Unlocking the mysteries of human cognition and evolution, neurobiologists have long sought to decipher the enigmatic role of the neocortex—the seat of abstract thought, artistic expression, and linguistic prowess—in defining our humanity. In a landmark study published in the EMBO Journal, Dr. Mareike Albert and an international team from the Center for Regenerative Therapies Dresden (CRTD) at TUD Dresden University of Technology have illuminated a novel factor implicated in the expansion of the human neocortex.

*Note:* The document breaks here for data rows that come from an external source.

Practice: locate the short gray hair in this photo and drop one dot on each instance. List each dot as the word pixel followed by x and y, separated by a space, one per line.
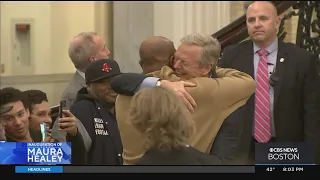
pixel 81 48
pixel 211 47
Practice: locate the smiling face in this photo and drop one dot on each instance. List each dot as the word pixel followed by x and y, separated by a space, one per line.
pixel 263 23
pixel 16 123
pixel 40 114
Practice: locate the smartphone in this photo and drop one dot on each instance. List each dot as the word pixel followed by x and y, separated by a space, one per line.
pixel 44 133
pixel 63 106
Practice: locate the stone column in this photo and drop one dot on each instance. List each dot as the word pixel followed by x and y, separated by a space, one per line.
pixel 135 21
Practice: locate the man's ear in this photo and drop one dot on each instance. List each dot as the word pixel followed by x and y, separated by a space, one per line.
pixel 207 70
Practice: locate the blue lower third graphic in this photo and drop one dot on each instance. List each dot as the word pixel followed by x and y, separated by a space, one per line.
pixel 39 169
pixel 40 153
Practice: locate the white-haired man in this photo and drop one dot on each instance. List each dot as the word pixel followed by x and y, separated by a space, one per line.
pixel 85 48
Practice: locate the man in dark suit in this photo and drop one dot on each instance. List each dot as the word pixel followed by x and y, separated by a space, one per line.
pixel 285 106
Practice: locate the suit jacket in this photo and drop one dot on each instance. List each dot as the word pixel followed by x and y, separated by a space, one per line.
pixel 296 108
pixel 70 93
pixel 216 99
pixel 183 156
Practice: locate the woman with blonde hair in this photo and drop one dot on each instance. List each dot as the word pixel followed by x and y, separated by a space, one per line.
pixel 166 125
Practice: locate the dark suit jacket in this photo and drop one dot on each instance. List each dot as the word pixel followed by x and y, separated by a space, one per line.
pixel 184 156
pixel 228 141
pixel 296 108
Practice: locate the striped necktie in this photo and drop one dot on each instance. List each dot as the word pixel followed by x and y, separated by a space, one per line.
pixel 262 124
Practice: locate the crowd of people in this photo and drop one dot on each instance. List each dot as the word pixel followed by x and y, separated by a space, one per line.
pixel 189 106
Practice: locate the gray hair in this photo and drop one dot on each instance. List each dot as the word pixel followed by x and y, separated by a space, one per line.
pixel 211 47
pixel 81 48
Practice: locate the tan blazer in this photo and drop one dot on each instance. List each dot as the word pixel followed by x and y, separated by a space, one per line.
pixel 216 100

The neocortex, akin to a folded walnut, distinguishes humans and primates with its characteristic convolutions, augmenting the surface area critical for higher cognitive functions. Dr. Albert elucidates, “The neocortex is the most recently evolved part of the brain,” underscoring its pivotal role in shaping human cognition. While all mammals possess a neocortex, variations in size and complexity underscore evolutionary distinctions, with humans and primates boasting folds absent in their rodent counterparts.
Yet, the molecular mechanisms driving neocortex evolution remain elusive. Dr. Albert posits, “Which genes are responsible for inter-species differences in neocortex size? What factors have contributed to brain expansion in humans?” Addressing these questions holds profound implications for understanding human brain development and addressing neurological disorders.

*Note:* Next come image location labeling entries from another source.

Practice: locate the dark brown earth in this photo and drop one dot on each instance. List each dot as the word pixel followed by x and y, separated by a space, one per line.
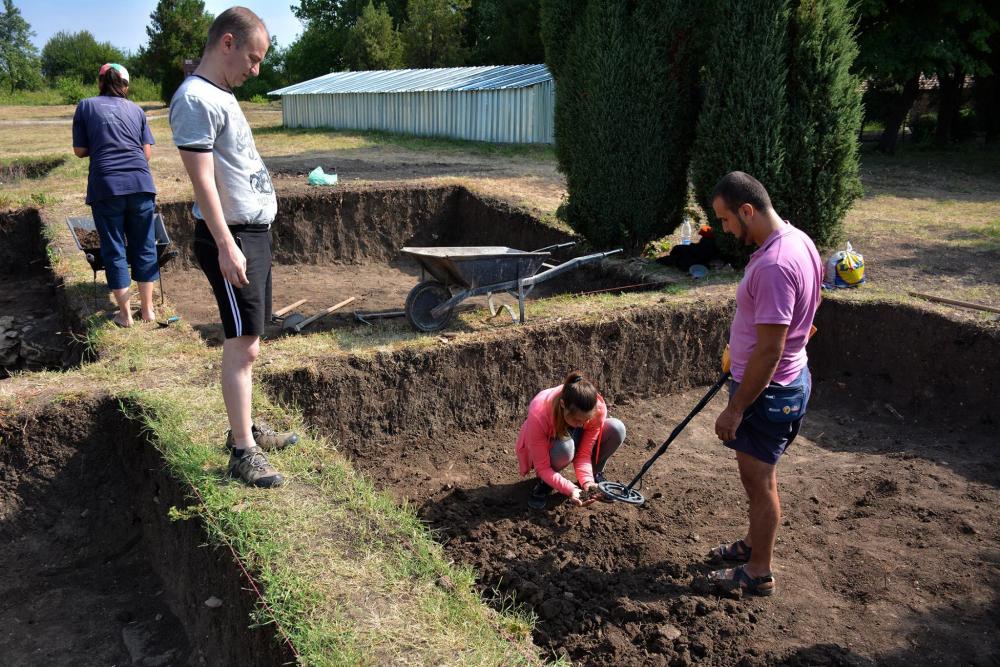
pixel 887 551
pixel 330 247
pixel 95 572
pixel 376 287
pixel 34 330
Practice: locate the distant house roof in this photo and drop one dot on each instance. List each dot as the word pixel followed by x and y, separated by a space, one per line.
pixel 422 80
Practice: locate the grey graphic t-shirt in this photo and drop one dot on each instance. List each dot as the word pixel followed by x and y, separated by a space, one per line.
pixel 207 118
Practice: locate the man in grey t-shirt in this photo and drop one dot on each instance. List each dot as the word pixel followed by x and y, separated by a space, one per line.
pixel 234 206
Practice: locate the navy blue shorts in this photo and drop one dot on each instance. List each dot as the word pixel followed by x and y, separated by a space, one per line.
pixel 244 310
pixel 762 437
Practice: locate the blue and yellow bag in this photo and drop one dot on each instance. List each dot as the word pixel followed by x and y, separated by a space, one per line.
pixel 845 268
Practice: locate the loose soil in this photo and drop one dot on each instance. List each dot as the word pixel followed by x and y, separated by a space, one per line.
pixel 96 573
pixel 887 551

Leveraging the power of brain organoids—three-dimensional cell cultures that mimic the cellular complexity of developing brains—the research team embarked on a comparative analysis of developing mouse and human brains. Stemming from the revelation that humans harbor an expanded pool of stem cells during brain development, the team identified a human-specific factor absent in mice: epiregulin.

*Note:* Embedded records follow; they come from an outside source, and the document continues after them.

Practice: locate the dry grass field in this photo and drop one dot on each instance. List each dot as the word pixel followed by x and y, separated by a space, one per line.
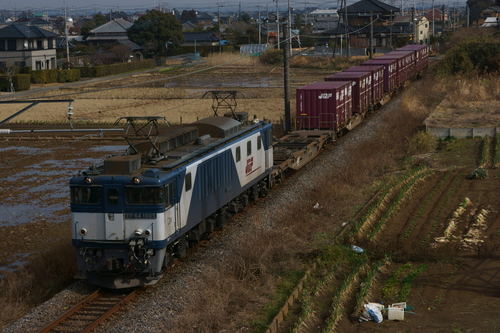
pixel 469 102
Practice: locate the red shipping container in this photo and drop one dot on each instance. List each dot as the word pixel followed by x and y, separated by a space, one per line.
pixel 324 105
pixel 361 89
pixel 377 78
pixel 390 71
pixel 410 61
pixel 422 54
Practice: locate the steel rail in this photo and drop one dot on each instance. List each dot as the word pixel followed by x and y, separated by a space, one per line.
pixel 95 303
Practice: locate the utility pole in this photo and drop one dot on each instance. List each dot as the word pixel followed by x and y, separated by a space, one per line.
pixel 414 26
pixel 433 20
pixel 390 30
pixel 348 49
pixel 219 23
pixel 442 29
pixel 289 28
pixel 66 33
pixel 468 13
pixel 267 23
pixel 277 24
pixel 259 24
pixel 371 35
pixel 286 76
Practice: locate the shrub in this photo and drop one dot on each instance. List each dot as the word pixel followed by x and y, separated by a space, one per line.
pixel 475 54
pixel 19 81
pixel 271 57
pixel 422 142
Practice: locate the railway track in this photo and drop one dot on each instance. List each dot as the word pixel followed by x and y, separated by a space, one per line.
pixel 89 313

Through meticulous experimentation with brain organoids, the team unveiled epiregulin’s pivotal role in promoting the division and expansion of human neocortical stem cells. Yet, the evolutionary journey of epiregulin proved equally enlightening. While not exclusive to humans, epiregulin’s dosage emerged as a critical determinant of neocortical expansion across species.
Intriguingly, the team’s exploration extended to gorilla brain organoids, offering insights into brain development in endangered species without direct interaction. Comparing the effects of epiregulin in human and gorilla brain organoids, the team discerned nuanced differences in its impact, underscoring the regulatory influence of epiregulin dosage on neocortical expansion.
In a remarkable conclusion, Dr. Albert asserts, “Unlike previously identified factors, epiregulin as such seems not to be unique to humans. Instead, the amount of the growth factor seems to be the crucial regulator for the inter-species differences.” This revelation not only enhances our understanding of human uniqueness but also underscores the significance of ethical and non-invasive approaches, such as organoid research, in complementing traditional animal studies.
In unveiling the intricate interplay of genetic and environmental factors shaping human cognition, this groundbreaking study illuminates new avenues for exploring the evolutionary underpinnings of human intelligence and the potential therapeutic avenues for neurological disorders.